A Python program to perform comprehensive analysis of miRNA sequencing Data, including miRNA annotation, A-to-I analysis, novel miRNA detection, isomiR analysis and tRF detection etc.
The latest software update of miRge is now available with much more advanced features, including support to Python3.0 and improvised speed performance. Check the documentation of miRge3.0 here.
miRge2.0 relies on a huge number of libraries like:
- Bowtie indexes of genome, hairping, mature miRNAs in miRBase, mature miRNAs in miRGeneDB, mRNA, rRNA, snoRNA, mature tRNA, primary tRNA, other ncRNA and spike-in sequences (optional)

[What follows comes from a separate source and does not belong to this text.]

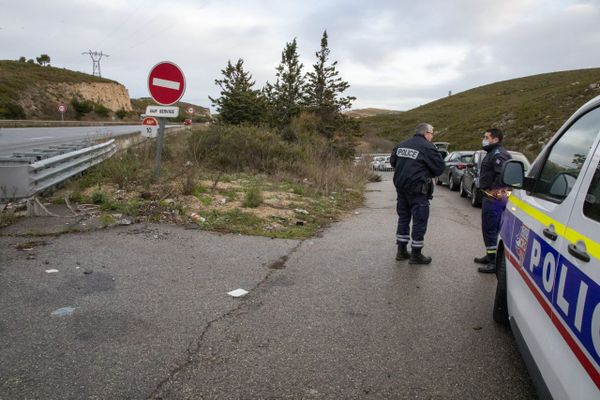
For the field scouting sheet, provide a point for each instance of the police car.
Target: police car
(548, 263)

- Sequences of genome, mature miRNAs (including SNP information) in miRBase and miRGeneDB
- Corrdinates of repetitive elements and mature miRNAs in the genome and miRNA merge information in miRBase and MirGeneDB
Libraries of six species including human, mouse, rat, zebrafish, nematode and fruitfly can be downloaded separately. Our institution changed storage option and they can now be obtained using these links:
Human
Mouse
Rat
Zebrafish
Nematode
Fruitfly
After unpacking the downloaded ***.tar.gz files to the new directory of miRge.Libs, the folder named by species contains three folders: index.Libs (libraries Part 1), fasta.Libs (libraries Part 2) and annotation.Libs (libraries Part 3). The absolute directory of miRge.Libs is used as the value of parameter ‘-lib’ in miRge2.0.
If the users want to build the libraries for other species, they can use scripts miRge_bowtie_build.py and miRge_pckls_build.py which can be downloaded from https://github.com/mhalushka/miRge_build, wherein miRge_bowtie_build.py is used to build bowtie index files and miRge_pckls_build.py is used to transform ***_genome_repeats.GTF and ***_genome.fa in oder to accelerate the speed of reading larg files into memory.
miRge2.0 is implemented as a Python program running on a Linux/Unix platform that requires pre-installation of Bowtie (v1.1.1 or v1.1.2; http://bowtie-bio.sourceforge.net/index.shtml), SAMtools (v1.5; http://samtools.sourceforge.net/) and RNAfold (v2.3.5; http://www.tbi.univie.ac.at/RNA).
It was built with Python (v2.7.*) programming language and Python-related libraries, including cutadapt(v1.11 to v1.16), biopython(>= v1.68), numpy(>= v1.11.3), scipy(>= v0.17.0), matplotlib(>= v2.1.1), pandas(>= v0.21.0), sklearn(>= v0.18.1), reportlab(>= v3.3.0) and forgi(v0.20).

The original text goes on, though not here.